Class action lawsuit filed against Fitbit for inaccurate heart rate readings

Wearable technology to measure your heart rate has become the latest trend in fitness, but the brand best known for its Fitbit devices is being called in question for accuracy. 

“The devices were inaccurate by an average of about 20 beats per minute during exercise,” attorney, Kevin Budner, said. 

Budner’s firm Lieff Cabraser represents consumers in a class action lawsuit against Fitbit.

The firm commissioned a study with researchers at Cal Poly Pomona to measure the Fitbit’s accuracy against an electrocardiogram machine. 

“We found that the products simply were not delivering what consumers were told what they could deliver and what they paid a pretty substantial premium for and that’s consumer fraud,” Budner said. 

The study measured the heart monitoring function in three FitBit devices: Charge HR, Surge and Blaze. 

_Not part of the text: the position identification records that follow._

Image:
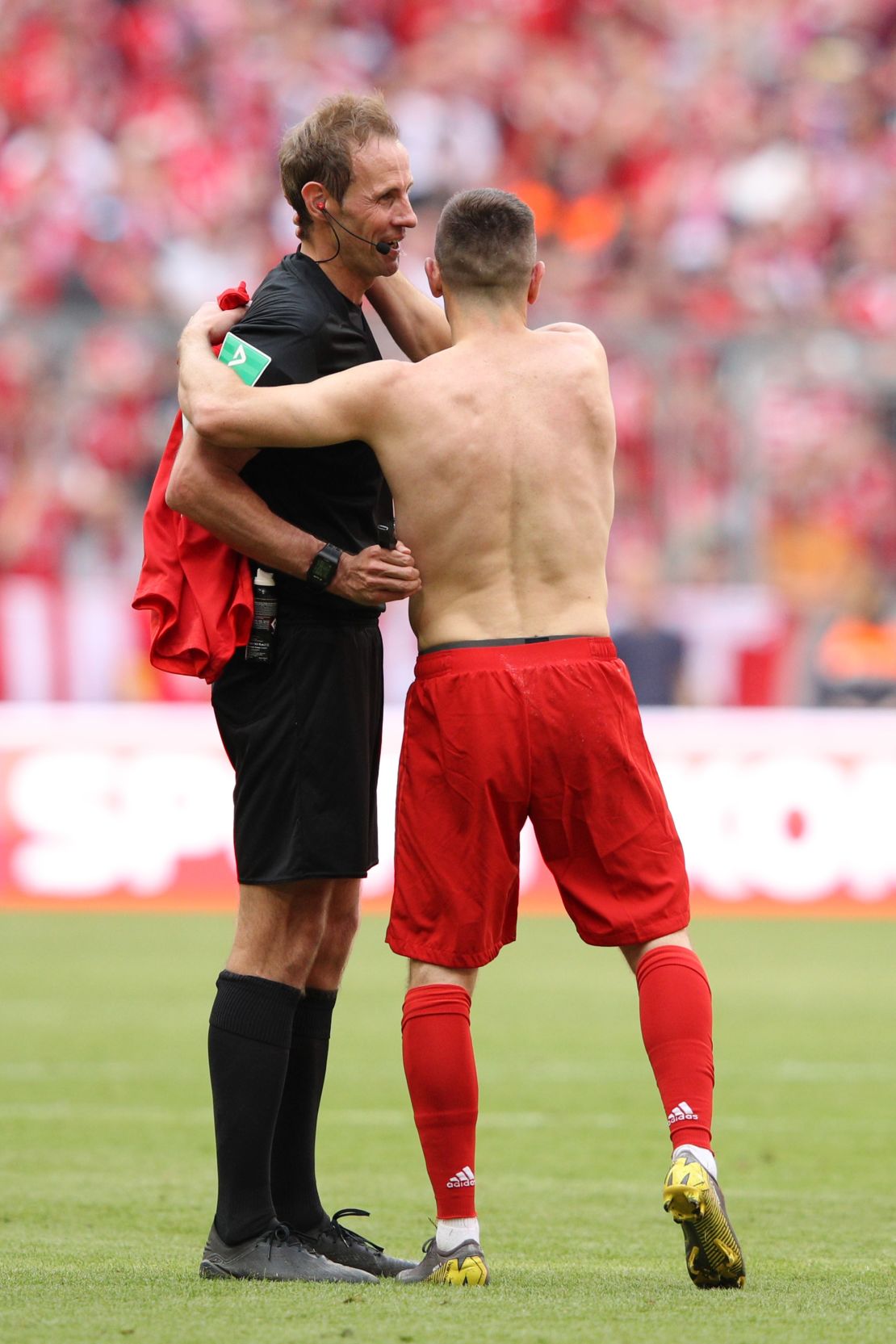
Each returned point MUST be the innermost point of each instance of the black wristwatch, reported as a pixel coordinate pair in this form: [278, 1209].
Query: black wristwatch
[323, 567]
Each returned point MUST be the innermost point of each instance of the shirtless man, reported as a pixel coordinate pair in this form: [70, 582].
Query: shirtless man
[499, 452]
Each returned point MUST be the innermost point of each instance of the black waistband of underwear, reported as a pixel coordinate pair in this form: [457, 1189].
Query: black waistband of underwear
[491, 644]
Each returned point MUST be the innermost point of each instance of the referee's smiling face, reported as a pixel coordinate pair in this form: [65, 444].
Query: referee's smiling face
[376, 206]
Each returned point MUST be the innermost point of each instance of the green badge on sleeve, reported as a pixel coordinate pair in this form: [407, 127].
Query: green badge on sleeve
[244, 359]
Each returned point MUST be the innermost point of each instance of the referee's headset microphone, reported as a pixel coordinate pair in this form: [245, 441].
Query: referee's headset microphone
[384, 249]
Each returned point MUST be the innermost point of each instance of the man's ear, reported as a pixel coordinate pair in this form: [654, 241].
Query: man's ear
[315, 198]
[535, 284]
[434, 277]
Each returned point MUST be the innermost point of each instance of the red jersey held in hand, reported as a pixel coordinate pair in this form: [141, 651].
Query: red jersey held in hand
[196, 589]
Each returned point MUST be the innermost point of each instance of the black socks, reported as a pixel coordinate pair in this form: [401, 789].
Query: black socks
[249, 1057]
[291, 1172]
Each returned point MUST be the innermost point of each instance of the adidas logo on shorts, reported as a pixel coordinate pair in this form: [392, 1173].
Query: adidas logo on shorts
[681, 1112]
[461, 1179]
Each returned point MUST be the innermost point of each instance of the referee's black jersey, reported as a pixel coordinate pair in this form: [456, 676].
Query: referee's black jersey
[308, 329]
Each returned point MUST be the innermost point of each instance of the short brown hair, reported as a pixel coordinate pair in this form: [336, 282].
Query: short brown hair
[485, 240]
[321, 147]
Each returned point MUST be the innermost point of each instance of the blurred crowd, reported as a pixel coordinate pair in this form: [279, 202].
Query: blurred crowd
[715, 194]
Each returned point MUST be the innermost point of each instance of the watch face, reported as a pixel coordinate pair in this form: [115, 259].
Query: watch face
[323, 569]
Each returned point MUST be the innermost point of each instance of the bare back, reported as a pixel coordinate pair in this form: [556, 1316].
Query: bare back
[500, 453]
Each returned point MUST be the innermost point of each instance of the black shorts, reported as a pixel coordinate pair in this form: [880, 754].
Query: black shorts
[304, 738]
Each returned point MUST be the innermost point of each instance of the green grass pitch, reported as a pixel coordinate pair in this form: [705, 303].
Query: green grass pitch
[107, 1160]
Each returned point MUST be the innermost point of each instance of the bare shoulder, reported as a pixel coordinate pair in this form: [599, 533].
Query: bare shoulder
[578, 335]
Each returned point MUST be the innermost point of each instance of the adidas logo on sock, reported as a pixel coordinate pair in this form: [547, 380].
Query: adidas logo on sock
[461, 1179]
[681, 1112]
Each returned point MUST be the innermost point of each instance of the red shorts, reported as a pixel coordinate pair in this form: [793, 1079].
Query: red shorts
[495, 734]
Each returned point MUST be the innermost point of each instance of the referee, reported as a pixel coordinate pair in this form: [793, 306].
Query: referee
[303, 727]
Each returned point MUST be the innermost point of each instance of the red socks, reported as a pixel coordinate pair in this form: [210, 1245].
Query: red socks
[676, 1024]
[441, 1078]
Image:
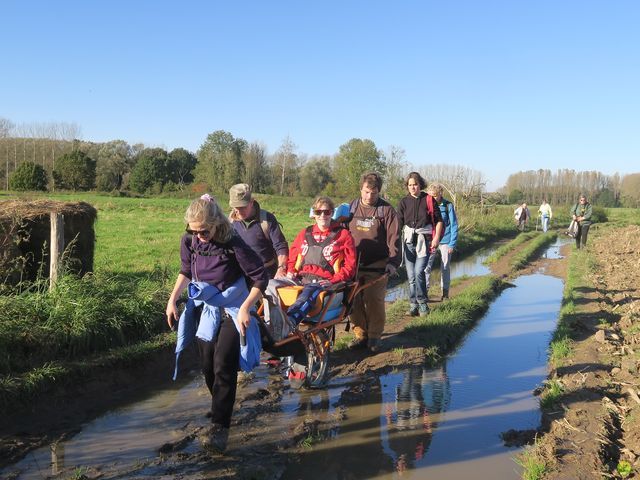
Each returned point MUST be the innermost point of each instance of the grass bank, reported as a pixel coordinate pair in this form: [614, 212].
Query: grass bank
[509, 247]
[532, 249]
[48, 336]
[447, 323]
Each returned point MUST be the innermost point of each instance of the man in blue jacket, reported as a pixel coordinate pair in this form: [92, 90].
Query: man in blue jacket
[448, 241]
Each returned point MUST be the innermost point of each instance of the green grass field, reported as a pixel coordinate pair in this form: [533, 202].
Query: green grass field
[120, 307]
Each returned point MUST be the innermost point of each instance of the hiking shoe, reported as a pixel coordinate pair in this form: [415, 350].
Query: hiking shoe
[297, 375]
[358, 343]
[214, 438]
[373, 344]
[413, 310]
[245, 378]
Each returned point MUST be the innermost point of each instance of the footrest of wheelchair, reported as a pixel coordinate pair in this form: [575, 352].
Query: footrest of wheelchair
[331, 315]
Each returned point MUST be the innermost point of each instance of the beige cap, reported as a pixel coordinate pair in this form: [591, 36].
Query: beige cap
[239, 195]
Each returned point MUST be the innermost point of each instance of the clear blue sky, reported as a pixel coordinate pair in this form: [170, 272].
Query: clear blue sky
[498, 86]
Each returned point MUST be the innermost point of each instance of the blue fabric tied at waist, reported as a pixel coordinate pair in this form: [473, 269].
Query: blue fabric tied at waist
[212, 300]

It also warned that the inaccuracies could pose health problems for those relying on it for an accurate reading. 

“I don’t think the FitBit is accurate,” user, Luis Ramos, said. “I’ve tried on the Apple watch and it seemed more accurate in heart rate, calories and everything.” 

However fitness expert and orthopedic surgeon Dr. Levi Harrison has a different take on the device. 

He warns that Fitbit users could make errors when wearing the device and although it might not be a hundred percent correct, it serves a greater health purpose. 

“Cardio vascular disease is the number one killer of men and women in America,” Harrison said. “The Fitbit does have its proper roll in reminding people do what you can to maintain your health, but more importantly to elevate your health and sense of well being.” 

Harrison also said that if consumers need an accurate heart rate for health reasons they shouldn’t rely solely on a Fitbit. 

The company did not answer FOX11’s direct request for comment, but has responded to the study calling it biased and an attempt to get a payout from Fitbit. 

The class action lawsuit seeks a refund for consumers.